In 1990, only 10% of individuals in Ohio and throughout America who were over the age of 50 were divorced. Today, roughly a quarter of them are ending their marriages. Although getting a divorce is never easy, it can be particularly hard to recover from when you are relatively close to retirement age.

Joint assets will likely be divided in a settlement

Assets such as funds in a retirement account or a marital home will typically be allocated in a final divorce settlement. In some cases, assets that you acquired before a marriage began will also be subject to the property division process. This is generally because it can be harder to keep track of what is separate property and what is joint property during the years that a couple spends together.
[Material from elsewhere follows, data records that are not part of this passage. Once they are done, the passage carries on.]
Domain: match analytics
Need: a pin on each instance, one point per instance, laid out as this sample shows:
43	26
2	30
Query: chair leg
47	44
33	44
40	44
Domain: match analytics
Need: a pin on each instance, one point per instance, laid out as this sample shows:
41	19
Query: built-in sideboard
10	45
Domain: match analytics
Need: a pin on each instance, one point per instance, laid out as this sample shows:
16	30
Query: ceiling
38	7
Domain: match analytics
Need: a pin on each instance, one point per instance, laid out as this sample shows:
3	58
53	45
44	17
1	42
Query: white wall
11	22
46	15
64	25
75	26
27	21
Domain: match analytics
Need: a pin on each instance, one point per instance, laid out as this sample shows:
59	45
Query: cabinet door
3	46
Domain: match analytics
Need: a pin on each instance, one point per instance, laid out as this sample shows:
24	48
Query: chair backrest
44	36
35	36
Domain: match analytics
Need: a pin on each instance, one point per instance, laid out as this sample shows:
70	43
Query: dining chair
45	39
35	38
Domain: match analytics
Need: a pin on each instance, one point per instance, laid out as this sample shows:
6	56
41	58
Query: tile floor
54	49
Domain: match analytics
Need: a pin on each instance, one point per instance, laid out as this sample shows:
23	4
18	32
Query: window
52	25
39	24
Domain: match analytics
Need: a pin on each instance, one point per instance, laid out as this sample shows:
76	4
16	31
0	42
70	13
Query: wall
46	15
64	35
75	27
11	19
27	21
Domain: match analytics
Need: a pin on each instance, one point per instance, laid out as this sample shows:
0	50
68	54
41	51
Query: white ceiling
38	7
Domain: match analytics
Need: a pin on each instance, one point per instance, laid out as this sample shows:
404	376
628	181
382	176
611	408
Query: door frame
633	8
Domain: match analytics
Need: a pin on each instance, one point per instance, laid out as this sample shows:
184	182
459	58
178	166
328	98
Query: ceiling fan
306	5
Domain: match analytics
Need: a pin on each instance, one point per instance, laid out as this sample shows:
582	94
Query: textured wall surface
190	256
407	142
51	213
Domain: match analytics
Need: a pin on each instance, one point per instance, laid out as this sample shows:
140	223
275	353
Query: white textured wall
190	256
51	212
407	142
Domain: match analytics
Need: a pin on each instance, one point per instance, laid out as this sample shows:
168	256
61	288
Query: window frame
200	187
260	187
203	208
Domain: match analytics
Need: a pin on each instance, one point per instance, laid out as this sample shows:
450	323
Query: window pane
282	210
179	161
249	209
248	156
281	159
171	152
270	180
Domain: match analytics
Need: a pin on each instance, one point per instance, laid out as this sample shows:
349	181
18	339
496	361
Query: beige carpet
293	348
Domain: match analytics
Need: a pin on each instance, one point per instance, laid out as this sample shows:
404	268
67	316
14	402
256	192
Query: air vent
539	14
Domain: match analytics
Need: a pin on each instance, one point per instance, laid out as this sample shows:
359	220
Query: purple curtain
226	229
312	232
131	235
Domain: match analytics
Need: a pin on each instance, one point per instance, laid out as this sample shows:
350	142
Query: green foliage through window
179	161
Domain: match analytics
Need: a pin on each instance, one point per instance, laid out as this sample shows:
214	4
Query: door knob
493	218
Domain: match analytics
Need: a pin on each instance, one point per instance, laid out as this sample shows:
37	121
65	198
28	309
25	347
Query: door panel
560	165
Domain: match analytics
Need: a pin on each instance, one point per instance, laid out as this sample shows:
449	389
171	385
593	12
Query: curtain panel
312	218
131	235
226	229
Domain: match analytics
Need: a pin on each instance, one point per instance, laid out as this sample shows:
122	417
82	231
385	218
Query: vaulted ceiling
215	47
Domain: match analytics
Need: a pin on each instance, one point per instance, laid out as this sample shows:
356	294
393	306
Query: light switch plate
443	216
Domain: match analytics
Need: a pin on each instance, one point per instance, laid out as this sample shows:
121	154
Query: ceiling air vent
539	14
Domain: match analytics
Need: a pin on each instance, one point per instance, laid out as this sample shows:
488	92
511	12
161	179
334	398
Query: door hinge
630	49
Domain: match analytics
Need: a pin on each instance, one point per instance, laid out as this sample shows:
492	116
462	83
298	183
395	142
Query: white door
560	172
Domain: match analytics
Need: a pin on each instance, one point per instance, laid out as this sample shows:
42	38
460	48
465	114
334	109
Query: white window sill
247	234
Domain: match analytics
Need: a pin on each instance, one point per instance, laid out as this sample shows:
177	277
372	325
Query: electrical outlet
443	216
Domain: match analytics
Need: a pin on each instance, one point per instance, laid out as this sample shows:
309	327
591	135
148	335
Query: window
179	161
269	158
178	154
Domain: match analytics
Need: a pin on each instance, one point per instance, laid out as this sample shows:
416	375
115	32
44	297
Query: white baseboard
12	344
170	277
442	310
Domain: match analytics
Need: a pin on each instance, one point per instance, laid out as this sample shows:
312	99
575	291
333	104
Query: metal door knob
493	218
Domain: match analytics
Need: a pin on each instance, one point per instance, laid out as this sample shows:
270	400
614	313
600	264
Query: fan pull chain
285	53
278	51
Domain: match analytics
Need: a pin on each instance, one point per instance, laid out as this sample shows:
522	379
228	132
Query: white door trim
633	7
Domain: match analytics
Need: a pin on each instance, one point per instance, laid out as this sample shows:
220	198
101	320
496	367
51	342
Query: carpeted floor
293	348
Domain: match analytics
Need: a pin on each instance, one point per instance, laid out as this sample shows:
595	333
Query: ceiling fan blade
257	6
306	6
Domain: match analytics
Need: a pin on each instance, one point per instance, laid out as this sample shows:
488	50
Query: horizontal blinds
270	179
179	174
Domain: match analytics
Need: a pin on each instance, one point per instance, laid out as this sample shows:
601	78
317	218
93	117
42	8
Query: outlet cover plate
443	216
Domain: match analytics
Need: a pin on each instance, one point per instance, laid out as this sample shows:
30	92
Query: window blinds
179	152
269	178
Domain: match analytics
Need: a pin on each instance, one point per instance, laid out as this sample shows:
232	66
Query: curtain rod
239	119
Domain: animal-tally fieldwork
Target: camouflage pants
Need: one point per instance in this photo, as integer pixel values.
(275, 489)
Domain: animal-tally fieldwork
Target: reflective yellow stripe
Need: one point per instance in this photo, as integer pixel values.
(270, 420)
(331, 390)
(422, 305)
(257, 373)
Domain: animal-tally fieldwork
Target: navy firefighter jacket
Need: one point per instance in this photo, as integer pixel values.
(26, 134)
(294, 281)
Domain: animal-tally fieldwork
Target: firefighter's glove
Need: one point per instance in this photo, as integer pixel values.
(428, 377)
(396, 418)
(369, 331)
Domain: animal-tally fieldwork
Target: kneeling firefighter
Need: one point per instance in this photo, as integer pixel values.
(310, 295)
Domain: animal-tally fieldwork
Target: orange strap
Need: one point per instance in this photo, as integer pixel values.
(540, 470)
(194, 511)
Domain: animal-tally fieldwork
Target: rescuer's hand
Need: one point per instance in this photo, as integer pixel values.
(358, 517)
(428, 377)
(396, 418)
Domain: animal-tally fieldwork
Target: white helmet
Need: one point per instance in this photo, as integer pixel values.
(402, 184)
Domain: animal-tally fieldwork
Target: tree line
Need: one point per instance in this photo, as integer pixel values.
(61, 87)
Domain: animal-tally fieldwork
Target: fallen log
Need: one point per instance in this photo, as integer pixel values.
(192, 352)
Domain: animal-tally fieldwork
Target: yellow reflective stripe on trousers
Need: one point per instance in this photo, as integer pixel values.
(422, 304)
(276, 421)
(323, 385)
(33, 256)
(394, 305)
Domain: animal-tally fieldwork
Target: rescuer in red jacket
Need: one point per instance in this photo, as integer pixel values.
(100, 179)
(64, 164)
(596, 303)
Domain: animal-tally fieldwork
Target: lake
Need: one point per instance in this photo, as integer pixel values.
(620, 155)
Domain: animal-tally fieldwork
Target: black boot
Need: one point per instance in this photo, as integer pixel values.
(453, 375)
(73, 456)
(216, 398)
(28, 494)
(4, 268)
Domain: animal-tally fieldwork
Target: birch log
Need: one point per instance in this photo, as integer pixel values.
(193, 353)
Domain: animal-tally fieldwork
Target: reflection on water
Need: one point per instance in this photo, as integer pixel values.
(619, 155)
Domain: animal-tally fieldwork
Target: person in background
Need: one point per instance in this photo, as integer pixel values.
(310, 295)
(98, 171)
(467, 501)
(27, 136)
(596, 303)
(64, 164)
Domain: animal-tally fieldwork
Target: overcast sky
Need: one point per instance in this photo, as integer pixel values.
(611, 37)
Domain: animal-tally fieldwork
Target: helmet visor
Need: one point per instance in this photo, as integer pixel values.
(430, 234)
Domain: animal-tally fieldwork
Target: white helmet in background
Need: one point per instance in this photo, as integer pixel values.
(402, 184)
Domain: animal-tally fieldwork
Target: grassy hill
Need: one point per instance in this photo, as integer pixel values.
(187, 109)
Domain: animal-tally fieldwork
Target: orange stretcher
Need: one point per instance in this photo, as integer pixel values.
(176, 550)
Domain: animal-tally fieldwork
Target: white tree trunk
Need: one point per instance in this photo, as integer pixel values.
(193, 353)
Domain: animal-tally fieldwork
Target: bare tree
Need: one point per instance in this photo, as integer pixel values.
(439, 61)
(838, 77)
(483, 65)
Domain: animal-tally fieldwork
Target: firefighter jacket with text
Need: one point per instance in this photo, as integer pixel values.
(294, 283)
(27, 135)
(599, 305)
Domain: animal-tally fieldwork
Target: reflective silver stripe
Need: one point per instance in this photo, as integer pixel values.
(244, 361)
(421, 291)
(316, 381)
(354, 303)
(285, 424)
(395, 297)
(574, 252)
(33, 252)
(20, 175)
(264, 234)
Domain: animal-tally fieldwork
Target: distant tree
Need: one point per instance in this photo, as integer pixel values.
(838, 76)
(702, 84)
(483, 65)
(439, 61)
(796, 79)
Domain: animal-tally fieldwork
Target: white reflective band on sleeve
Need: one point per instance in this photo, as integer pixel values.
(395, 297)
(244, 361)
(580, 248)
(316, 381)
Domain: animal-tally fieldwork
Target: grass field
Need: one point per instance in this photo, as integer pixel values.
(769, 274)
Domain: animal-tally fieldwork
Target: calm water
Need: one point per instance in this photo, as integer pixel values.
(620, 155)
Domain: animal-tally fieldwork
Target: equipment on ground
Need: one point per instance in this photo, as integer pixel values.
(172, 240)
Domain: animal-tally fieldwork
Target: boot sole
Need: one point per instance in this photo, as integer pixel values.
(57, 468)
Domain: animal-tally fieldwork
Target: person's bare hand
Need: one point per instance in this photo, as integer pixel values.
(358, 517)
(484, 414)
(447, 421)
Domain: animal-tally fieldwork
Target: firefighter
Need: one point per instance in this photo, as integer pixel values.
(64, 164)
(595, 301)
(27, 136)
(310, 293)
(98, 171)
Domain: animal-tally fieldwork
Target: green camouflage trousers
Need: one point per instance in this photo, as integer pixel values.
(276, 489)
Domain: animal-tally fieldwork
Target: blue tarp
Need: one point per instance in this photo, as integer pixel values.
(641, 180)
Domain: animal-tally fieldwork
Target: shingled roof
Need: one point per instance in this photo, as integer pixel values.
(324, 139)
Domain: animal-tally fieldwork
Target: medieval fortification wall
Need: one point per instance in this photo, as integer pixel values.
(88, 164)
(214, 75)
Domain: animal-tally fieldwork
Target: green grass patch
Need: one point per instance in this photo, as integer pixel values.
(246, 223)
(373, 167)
Your adult children may be impacted

The later in life that you get divorced, the less likely it is that child custody or support issues will come up during settlement talks. However, your adult son or daughter may have to put their own lives on hold to help you navigate the divorce process. It isn’t uncommon for younger adults to feel burdened by the prospect of providing emotional or financial support to a parent.

Managing two households is harder than managing one

After a divorce, you will likely be responsible for making your own rent or mortgage payment. You might also have to pay for your own groceries, vehicle and health insurance coverage. Finally, it may be necessary to purchase your own life insurance policy or take other steps to protect yourself financially as you age.

If your marriage is coming to an end, it may be a good idea to hire an attorney to help with your case. He or she may be able to ensure that you receive everything that you are entitled to under state law. Generally speaking, you may be entitled to a share of joint assets and spousal support in a divorce settlement.